Published by Mike Ingels at 4:59 pm under News Digest

Steve Pollick of the Toledo Blade has a great review of an exhibit currently showing at the Toledo Museum of Art.  An artist has constructed an imaginary rain forest and placed paintings of species discovered since 1990 within trees and branches.  It sounds very interesting.  Story excerpts and link:

It took the artist three years, poring over journals, corresponding with field researchers, and visiting museums around the world to paint these canvases, which respectively depict life on the forest floor, the understory, and the canopy. At one point in her recorded commentary, Kirkland notes three times she sanded out the central portion of the panel dealing with the forest floor because she was dissatisfied with her rendering of fish and salamander beneath the surface of a stream.

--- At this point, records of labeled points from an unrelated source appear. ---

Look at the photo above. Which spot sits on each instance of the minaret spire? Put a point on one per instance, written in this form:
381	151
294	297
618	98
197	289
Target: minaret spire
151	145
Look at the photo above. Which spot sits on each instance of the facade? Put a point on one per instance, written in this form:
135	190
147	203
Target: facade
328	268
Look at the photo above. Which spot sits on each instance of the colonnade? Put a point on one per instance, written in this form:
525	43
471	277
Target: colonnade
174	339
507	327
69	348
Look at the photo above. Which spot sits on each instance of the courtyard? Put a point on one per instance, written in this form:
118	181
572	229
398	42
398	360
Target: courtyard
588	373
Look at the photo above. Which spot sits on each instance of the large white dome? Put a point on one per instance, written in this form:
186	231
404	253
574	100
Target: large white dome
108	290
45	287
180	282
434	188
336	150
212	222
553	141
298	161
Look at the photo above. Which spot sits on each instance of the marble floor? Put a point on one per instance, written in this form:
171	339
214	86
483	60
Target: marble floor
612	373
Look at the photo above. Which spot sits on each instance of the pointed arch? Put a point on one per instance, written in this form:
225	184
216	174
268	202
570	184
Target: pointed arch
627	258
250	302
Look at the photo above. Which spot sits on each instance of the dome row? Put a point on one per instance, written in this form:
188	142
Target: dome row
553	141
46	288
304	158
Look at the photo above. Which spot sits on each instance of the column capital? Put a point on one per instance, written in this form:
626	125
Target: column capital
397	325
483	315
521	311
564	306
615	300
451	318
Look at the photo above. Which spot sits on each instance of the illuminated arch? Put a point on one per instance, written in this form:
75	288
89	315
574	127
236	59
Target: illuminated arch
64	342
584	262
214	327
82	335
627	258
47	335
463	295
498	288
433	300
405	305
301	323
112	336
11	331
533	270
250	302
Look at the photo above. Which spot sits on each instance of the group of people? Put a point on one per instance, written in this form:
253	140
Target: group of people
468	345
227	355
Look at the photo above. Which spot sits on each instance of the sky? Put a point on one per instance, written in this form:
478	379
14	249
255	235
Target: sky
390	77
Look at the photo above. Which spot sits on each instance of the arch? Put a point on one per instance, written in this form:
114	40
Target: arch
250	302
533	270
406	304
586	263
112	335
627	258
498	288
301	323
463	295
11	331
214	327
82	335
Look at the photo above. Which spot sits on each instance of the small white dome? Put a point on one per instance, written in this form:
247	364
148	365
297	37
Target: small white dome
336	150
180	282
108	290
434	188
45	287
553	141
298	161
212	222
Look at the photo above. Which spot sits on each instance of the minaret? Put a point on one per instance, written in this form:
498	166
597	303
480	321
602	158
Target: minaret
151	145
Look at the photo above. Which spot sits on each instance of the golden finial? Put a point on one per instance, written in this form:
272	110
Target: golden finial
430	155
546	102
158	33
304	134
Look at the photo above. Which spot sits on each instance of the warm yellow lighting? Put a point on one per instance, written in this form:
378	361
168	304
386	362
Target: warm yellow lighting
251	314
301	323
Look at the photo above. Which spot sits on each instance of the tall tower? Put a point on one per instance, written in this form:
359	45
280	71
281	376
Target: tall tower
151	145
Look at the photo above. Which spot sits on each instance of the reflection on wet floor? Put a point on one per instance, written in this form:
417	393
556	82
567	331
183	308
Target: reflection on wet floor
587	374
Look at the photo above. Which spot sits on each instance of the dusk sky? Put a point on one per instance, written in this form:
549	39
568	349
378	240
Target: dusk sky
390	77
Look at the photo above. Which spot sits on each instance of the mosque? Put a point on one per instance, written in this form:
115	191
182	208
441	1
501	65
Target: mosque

“I actually spent about an hour along a coastal stream in Costa Rica,” she says, “and took dozens of pictures of how the light bounced off the surface, and how it reflected the colors – the sky, the leaves – what kind of sand, what kind of pebbles would be there.

The fact that the panels are composite of many species from many habitats should be no distraction. In fact it is encouragement to allow your own imagination – and perhaps memories of personal rain forest experiences – to synchronize with Kirkland’s.